Although committing to social causes and setting ambitious sustainability targets can help build social licence, these approaches can backfire if retailers fail to achieve targets or find their positions on social causes, such as the Indigenous Voice to parliament or gay marriage rights, are not shared by staff and customers.

“Sometimes trying to create the image of a perfectly good corporate citizen who has all the right values can really backfire,” Levine says.

Simon Longstaff.  Michael Quelch

Retailers need to understand what consumers are worried about in the current environment and tackle these concerns, she says. “Go right back to basics and start doing what you said you were going to do, which is what the major supermarkets are doing as we speak.”

The concept of social licence has been around for almost 20 years, but The Ethics Centre executive director, Dr Simon Longstaff, believes it falls short of what companies can achieve in their relationships with communities.

Longstaff has urged businesses to follow the lead of companies such as BHP and embrace the concept of social value, which is less transactional than social licence and more about mutual benefit.

“Social licence, like any licence, involves a transaction of sorts, where you pay the fee in order to do certain things you want to do,” Longstaff says.

“[Business leaders] will often say ‘what else do we have to do in terms of the tariff we pay and the commitments we make to the community ... haven’t we paid enough to be able to get on with our business?’

“If you look at it from a social value lens, they’re going to have a much more nuanced approach to a whole set of relationships.”

Retailers should no longer appeal to the tariff or fee they’ve paid to build social licence, and should not point to market logic when it comes to, for example, the prices they pay suppliers.

Rather, they need to build trust and legitimacy by doing what they claim to be doing and by treating all stakeholders consistently and fairly.

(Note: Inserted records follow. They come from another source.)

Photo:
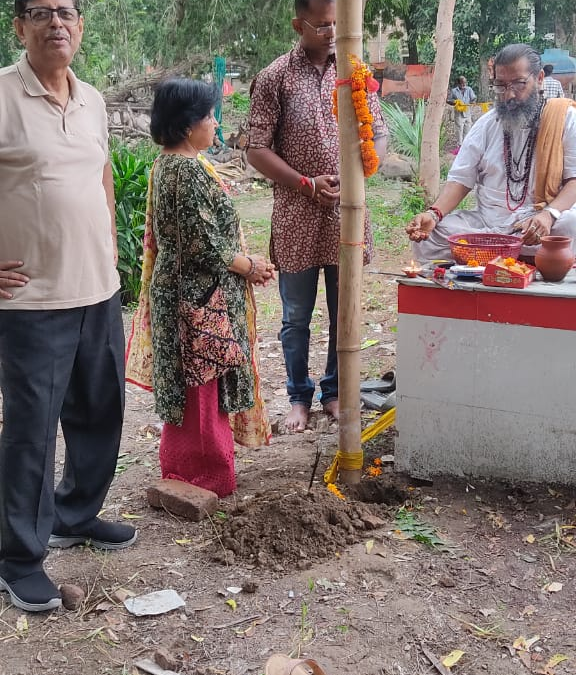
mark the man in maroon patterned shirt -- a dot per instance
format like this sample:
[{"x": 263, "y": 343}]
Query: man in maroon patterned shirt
[{"x": 293, "y": 140}]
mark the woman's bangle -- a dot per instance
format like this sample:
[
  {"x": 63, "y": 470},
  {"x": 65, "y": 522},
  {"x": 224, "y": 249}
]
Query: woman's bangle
[
  {"x": 308, "y": 182},
  {"x": 252, "y": 266},
  {"x": 436, "y": 211}
]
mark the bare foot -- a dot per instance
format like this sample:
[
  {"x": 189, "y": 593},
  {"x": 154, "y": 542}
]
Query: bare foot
[
  {"x": 332, "y": 408},
  {"x": 297, "y": 418}
]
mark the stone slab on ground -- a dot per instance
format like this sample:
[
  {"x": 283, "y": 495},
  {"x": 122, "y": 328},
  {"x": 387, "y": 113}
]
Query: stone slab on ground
[{"x": 182, "y": 499}]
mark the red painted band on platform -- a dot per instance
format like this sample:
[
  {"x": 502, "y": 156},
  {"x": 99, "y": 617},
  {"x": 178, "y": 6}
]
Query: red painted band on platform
[{"x": 515, "y": 309}]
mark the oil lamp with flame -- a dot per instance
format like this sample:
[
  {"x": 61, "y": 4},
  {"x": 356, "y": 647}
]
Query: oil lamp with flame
[{"x": 412, "y": 270}]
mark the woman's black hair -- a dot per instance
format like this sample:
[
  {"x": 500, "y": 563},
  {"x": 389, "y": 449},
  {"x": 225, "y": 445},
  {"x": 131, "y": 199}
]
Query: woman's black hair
[{"x": 179, "y": 104}]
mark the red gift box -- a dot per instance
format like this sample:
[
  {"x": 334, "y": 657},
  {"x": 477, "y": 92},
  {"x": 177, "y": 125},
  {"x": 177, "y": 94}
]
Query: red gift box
[{"x": 497, "y": 273}]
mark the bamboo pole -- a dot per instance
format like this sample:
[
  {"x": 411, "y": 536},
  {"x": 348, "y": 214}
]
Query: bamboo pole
[
  {"x": 430, "y": 152},
  {"x": 352, "y": 204}
]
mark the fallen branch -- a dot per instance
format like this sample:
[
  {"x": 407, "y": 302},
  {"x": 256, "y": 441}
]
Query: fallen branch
[{"x": 435, "y": 661}]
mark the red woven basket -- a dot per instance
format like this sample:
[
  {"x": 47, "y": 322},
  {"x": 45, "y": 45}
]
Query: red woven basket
[{"x": 483, "y": 247}]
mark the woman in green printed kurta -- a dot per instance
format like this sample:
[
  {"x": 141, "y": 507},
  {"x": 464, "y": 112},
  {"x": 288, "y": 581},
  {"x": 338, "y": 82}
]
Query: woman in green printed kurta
[
  {"x": 187, "y": 203},
  {"x": 185, "y": 196}
]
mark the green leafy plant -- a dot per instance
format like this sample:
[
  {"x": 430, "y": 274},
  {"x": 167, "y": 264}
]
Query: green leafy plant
[
  {"x": 240, "y": 102},
  {"x": 130, "y": 171},
  {"x": 405, "y": 130},
  {"x": 411, "y": 527}
]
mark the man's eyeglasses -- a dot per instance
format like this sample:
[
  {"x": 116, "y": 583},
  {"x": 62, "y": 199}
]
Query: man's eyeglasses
[
  {"x": 42, "y": 16},
  {"x": 322, "y": 30},
  {"x": 517, "y": 86}
]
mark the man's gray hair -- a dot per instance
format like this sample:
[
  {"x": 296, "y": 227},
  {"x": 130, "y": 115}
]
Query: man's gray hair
[{"x": 512, "y": 53}]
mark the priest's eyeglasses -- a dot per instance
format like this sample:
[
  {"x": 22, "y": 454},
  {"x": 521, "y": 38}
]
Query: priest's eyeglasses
[{"x": 42, "y": 16}]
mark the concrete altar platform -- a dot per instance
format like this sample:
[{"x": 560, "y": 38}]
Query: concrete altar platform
[{"x": 486, "y": 381}]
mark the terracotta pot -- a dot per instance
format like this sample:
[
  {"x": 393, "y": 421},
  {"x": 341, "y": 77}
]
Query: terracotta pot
[{"x": 554, "y": 258}]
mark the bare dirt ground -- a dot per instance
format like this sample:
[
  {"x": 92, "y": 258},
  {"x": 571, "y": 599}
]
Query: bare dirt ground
[{"x": 389, "y": 587}]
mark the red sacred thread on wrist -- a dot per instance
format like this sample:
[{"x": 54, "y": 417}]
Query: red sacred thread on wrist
[{"x": 437, "y": 211}]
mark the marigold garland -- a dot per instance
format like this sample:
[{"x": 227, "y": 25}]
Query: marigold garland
[{"x": 362, "y": 82}]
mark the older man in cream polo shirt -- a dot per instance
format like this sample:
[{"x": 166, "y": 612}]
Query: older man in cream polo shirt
[{"x": 61, "y": 334}]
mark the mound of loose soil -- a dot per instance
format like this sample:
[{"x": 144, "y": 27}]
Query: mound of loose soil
[{"x": 276, "y": 528}]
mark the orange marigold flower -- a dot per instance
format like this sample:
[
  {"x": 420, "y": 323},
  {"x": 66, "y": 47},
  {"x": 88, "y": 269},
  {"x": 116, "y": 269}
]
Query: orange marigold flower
[
  {"x": 335, "y": 491},
  {"x": 361, "y": 81},
  {"x": 366, "y": 133}
]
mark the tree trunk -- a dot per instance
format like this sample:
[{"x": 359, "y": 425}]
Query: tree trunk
[
  {"x": 352, "y": 197},
  {"x": 430, "y": 152},
  {"x": 412, "y": 41}
]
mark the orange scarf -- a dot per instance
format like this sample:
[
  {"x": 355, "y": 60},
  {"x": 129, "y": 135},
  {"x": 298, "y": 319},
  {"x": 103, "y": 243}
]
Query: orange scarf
[{"x": 550, "y": 151}]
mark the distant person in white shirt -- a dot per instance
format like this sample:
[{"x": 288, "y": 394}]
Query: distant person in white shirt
[
  {"x": 552, "y": 87},
  {"x": 462, "y": 119}
]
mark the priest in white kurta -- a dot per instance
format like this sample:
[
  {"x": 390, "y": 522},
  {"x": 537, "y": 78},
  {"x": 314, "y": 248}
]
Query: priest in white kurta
[{"x": 497, "y": 160}]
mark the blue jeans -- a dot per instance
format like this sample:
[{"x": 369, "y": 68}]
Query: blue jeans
[{"x": 298, "y": 292}]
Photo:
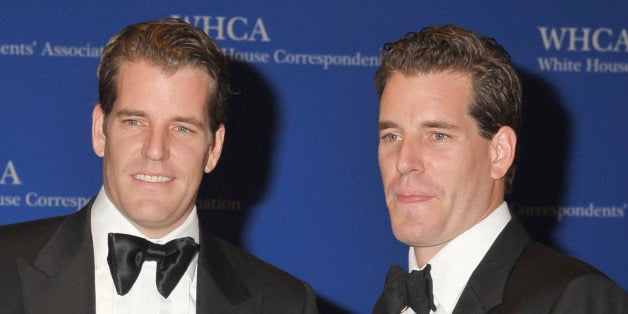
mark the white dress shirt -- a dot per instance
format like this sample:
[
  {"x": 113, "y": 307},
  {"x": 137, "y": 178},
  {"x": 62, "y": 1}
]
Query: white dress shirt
[
  {"x": 143, "y": 297},
  {"x": 453, "y": 265}
]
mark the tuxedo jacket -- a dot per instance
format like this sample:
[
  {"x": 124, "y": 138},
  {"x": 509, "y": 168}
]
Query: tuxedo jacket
[
  {"x": 518, "y": 275},
  {"x": 47, "y": 266}
]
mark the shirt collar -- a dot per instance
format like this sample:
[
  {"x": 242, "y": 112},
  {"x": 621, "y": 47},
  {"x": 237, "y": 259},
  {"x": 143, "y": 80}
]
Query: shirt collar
[
  {"x": 106, "y": 218},
  {"x": 453, "y": 265}
]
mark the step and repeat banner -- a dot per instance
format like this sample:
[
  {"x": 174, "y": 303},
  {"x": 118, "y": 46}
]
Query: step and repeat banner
[{"x": 298, "y": 184}]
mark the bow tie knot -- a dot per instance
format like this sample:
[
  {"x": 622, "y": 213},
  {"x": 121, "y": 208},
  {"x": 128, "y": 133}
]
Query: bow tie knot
[
  {"x": 405, "y": 289},
  {"x": 127, "y": 254}
]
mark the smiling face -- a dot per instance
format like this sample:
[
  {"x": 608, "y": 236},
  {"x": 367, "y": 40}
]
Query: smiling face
[
  {"x": 157, "y": 144},
  {"x": 440, "y": 176}
]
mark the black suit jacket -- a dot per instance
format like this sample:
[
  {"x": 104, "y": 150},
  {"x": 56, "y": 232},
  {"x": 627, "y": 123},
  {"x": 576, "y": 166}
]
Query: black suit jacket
[
  {"x": 47, "y": 266},
  {"x": 518, "y": 275}
]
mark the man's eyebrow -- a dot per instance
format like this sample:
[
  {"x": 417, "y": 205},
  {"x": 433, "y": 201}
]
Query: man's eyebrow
[
  {"x": 189, "y": 120},
  {"x": 437, "y": 124},
  {"x": 381, "y": 125},
  {"x": 130, "y": 112}
]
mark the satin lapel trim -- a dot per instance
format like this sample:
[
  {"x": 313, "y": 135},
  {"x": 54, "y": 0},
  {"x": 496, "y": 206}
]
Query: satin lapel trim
[
  {"x": 488, "y": 281},
  {"x": 61, "y": 278},
  {"x": 215, "y": 267}
]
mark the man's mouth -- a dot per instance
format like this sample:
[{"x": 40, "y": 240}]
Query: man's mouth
[{"x": 153, "y": 179}]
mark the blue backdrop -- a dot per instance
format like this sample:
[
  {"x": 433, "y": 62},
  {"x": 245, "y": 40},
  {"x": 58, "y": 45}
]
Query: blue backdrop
[{"x": 298, "y": 183}]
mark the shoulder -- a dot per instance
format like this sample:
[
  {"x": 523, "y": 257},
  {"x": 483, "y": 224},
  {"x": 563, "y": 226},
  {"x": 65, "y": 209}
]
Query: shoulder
[
  {"x": 545, "y": 279},
  {"x": 277, "y": 286},
  {"x": 25, "y": 239}
]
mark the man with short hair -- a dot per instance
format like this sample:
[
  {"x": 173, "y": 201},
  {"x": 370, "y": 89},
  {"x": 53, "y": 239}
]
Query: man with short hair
[
  {"x": 138, "y": 246},
  {"x": 450, "y": 111}
]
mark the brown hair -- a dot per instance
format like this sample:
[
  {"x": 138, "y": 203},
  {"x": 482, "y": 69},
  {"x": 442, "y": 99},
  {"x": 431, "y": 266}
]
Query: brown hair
[
  {"x": 496, "y": 86},
  {"x": 169, "y": 44}
]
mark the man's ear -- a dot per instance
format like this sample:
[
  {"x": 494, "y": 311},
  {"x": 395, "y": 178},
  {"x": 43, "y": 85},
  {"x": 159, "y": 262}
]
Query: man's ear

“If you’ve got customers who are being treated perfectly fairly and they hear stories about producers being treated unfairly, what they will conclude is this company cannot be trusted because they are only fair in a selective way,” Longstaff says.

“It undoes the good, it makes it seem like their fairness in relation to the customer is an insincere stunt, that it’s about manufacturing a reputation rather than earning it – that blows up in your face.”

Supporting social causes and setting sustainability targets is all well and good, Longstaff says. “But you can do all those things until the cows come home and have it count for nothing if the conduct in which you engage in those key relationships is inconsistent with the very standards you’ve declared you wish to be judged by.”

It seems the bar is only getting higher for retailers.